日旅新社長、「オンリーワン」めざす、他業種とコラボも
日本旅行の新たな代表取締役社長に就任した堀坂明弘氏は、6月30日に開催した記者会見で今後の方針を語った。堀坂氏は「旅行業界は厳しい環境にあり、ビジネスモデルも従来の延長線上ではなかなか立ちゆかない」と述べた上で、「業界の第1位になる、という考え方もあるが、むしろ我々の強みがある分野や切り口で、他に追随を許さない『オンリーワン』をめざしたい」と意気込みを示した。
日本旅行は13年度から、4ヶ年の中期経営計画「ACTIVE 2016」に取り組んでおり、16年は最終年度。会見で同席した、前代表取締役社長でこのほど代表取締役会長に就任した丸尾和明氏は、海外旅行など落ち込んだ部門もある一方で「計画は全体的に順調に進んできた」と振り返った。
丸尾氏は、16年が17年以降の中期経営計画を策定する重要な時期であることに言及した上で、「JRで営業に精通した新社長がいることは、私にとっても会社にとっても大きい」とコメント。堀坂氏にエールを送った。なお、丸尾氏は引き続き、日本旅行業協会(JATA)などの役職を務め、訪日旅行や地方創生の促進に向けた体外的な活動に取り組んでいくという。

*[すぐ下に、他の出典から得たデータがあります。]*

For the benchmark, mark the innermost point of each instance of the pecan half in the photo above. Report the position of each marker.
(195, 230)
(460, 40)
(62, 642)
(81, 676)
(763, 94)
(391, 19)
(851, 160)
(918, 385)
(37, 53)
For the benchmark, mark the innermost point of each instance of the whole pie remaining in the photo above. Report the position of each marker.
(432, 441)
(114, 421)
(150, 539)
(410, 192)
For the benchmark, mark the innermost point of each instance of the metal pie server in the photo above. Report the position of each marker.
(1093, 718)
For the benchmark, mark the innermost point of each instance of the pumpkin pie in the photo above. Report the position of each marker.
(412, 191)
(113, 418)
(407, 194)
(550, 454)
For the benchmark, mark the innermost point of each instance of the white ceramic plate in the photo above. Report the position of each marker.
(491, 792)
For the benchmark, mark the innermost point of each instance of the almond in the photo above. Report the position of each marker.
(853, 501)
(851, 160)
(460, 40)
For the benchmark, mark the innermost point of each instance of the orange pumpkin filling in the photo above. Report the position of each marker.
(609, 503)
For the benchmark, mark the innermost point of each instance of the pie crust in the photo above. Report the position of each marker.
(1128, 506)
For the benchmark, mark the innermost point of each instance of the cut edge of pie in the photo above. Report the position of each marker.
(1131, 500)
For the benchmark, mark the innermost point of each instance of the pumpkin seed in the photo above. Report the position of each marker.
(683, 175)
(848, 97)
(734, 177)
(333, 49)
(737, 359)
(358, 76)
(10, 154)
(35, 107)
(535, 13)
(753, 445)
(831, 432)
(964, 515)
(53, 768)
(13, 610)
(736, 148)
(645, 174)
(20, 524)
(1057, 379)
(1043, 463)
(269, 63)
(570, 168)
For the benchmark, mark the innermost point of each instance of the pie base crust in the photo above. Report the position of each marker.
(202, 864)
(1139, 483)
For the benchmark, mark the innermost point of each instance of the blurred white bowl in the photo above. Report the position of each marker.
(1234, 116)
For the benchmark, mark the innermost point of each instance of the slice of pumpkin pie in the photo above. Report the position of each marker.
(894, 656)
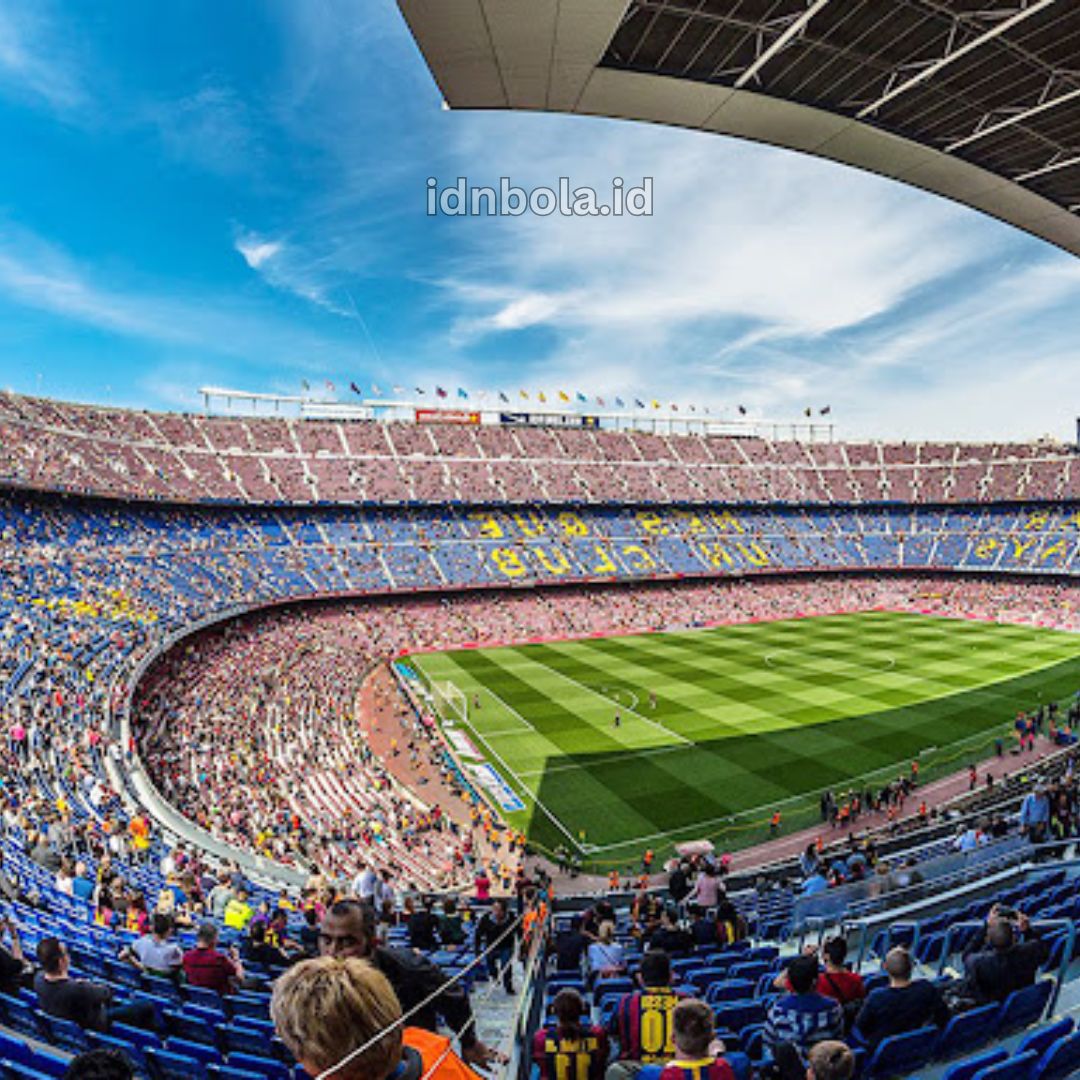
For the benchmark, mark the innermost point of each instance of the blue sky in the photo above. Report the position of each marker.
(235, 193)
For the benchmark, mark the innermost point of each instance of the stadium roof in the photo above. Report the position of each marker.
(977, 100)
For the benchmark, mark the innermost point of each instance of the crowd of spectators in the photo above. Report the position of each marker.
(54, 445)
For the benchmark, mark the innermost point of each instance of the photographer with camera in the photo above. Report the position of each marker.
(1008, 958)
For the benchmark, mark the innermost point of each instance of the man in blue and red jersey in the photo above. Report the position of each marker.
(697, 1049)
(643, 1020)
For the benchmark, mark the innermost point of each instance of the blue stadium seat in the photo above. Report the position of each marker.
(200, 1051)
(1017, 1067)
(901, 1054)
(739, 1014)
(14, 1070)
(1060, 1061)
(66, 1035)
(731, 989)
(133, 1051)
(13, 1049)
(967, 1033)
(166, 1066)
(1023, 1008)
(262, 1066)
(49, 1062)
(1042, 1038)
(967, 1068)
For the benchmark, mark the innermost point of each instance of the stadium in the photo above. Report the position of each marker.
(445, 736)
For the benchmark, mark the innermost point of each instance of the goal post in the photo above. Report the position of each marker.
(450, 701)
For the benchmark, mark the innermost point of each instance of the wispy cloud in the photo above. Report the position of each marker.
(37, 59)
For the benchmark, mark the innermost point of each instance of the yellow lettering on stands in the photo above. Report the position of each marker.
(642, 559)
(605, 565)
(509, 562)
(754, 553)
(489, 528)
(571, 524)
(652, 523)
(531, 524)
(552, 559)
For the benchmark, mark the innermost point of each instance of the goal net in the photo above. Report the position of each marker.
(450, 701)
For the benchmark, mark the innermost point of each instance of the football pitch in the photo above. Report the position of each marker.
(717, 728)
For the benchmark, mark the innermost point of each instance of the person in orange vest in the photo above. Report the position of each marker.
(342, 1015)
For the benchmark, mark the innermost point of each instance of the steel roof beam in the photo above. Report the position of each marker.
(952, 56)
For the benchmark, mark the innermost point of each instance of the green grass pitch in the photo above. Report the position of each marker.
(746, 718)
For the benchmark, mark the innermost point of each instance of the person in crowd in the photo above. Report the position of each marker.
(156, 953)
(570, 1047)
(698, 1052)
(349, 931)
(905, 1004)
(671, 936)
(1010, 957)
(678, 882)
(309, 932)
(831, 1060)
(89, 1004)
(340, 1015)
(103, 1064)
(207, 967)
(258, 949)
(1035, 814)
(238, 910)
(569, 946)
(451, 928)
(497, 933)
(423, 926)
(804, 1016)
(643, 1020)
(606, 957)
(835, 980)
(15, 970)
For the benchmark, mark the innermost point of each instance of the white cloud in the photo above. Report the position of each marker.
(256, 251)
(36, 58)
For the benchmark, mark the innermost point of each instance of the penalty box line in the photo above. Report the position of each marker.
(523, 787)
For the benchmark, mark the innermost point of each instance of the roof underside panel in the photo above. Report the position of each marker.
(976, 99)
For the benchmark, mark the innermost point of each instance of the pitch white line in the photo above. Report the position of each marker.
(567, 767)
(523, 787)
(618, 704)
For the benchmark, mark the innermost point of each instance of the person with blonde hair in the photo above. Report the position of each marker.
(606, 956)
(340, 1016)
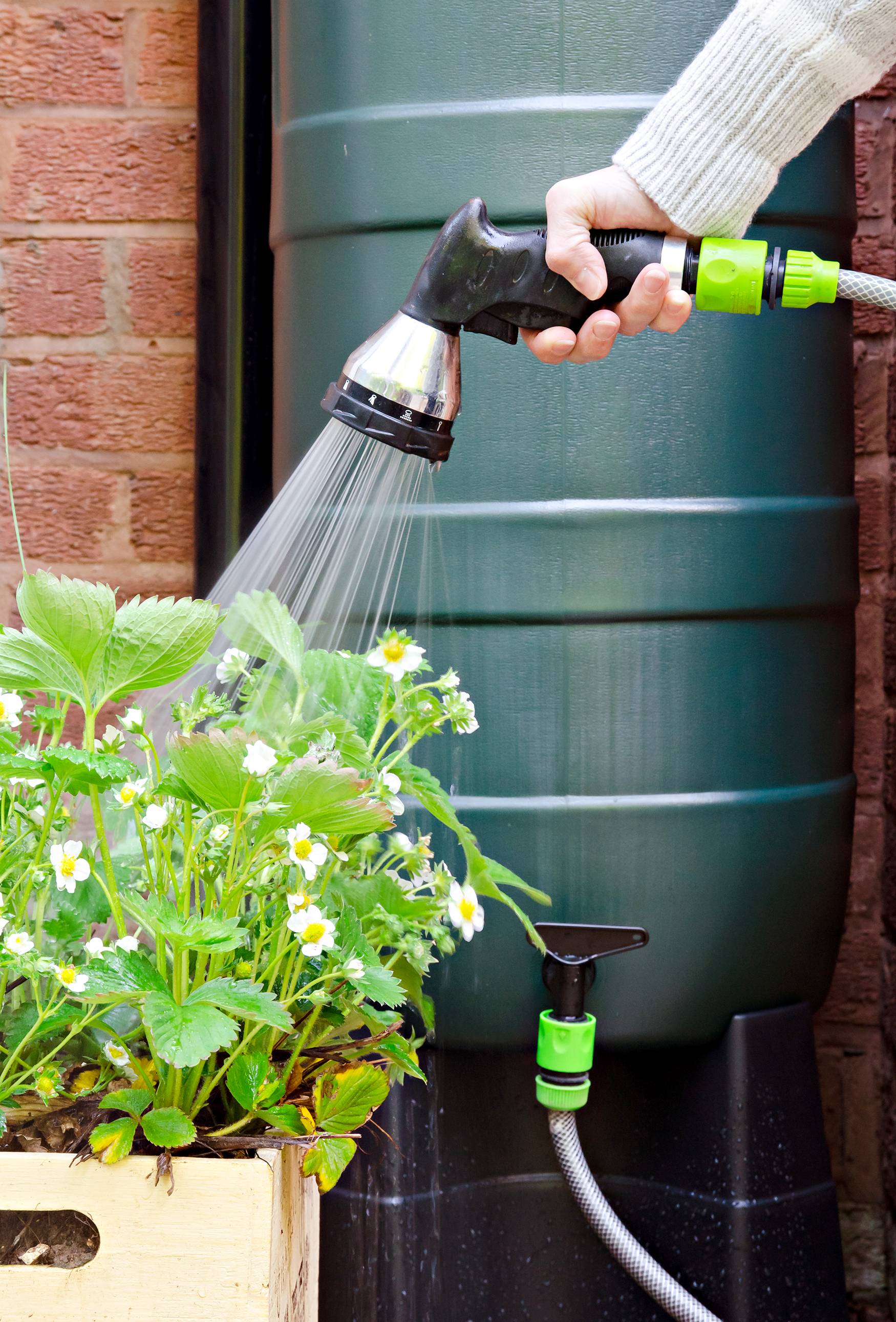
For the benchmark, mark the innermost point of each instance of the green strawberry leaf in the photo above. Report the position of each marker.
(88, 769)
(244, 998)
(212, 767)
(168, 1127)
(253, 1080)
(113, 1143)
(74, 618)
(397, 1050)
(288, 1119)
(345, 1100)
(327, 1161)
(185, 1034)
(28, 663)
(154, 643)
(134, 1100)
(121, 975)
(262, 626)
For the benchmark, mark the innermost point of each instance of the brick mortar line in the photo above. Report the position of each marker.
(36, 348)
(96, 6)
(17, 230)
(64, 113)
(81, 567)
(28, 458)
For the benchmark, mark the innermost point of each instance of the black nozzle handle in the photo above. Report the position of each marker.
(494, 281)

堀坂氏は次の中期経営計画について、訪日旅行事業、BTM、MICEの3点を強化する方針を示した。特に訪日旅行事業とBTMは「業界を見渡しても他社と遜色のない力をつけてきている」ことから、引き続き注力する。加えて、西日本旅客鉄道(JR西日本)をはじめとしたJR各社との連携を強化し、地方創生や日本版DMOの推進についても積極的に取り組む。同氏はJR西日本で2年間営業本部長を務めたことや、13年から日本旅行の非常勤取締役を兼任していたことについて語った上で「こうした経験を活かしながら私なりのカラーを出し、しっかりと舵取りをしていきたい」と話した。
堀坂氏は旅行業界を取り巻く現状については、旅行者のニーズが多様化してきている点を指摘し「新たな価値を創造し、新たなサービスを提供していくことが重要」と強調。将来の会社の成長を見据え、他業種と連携して新たな商品やサービスを積極的に展開していく考えを述べた。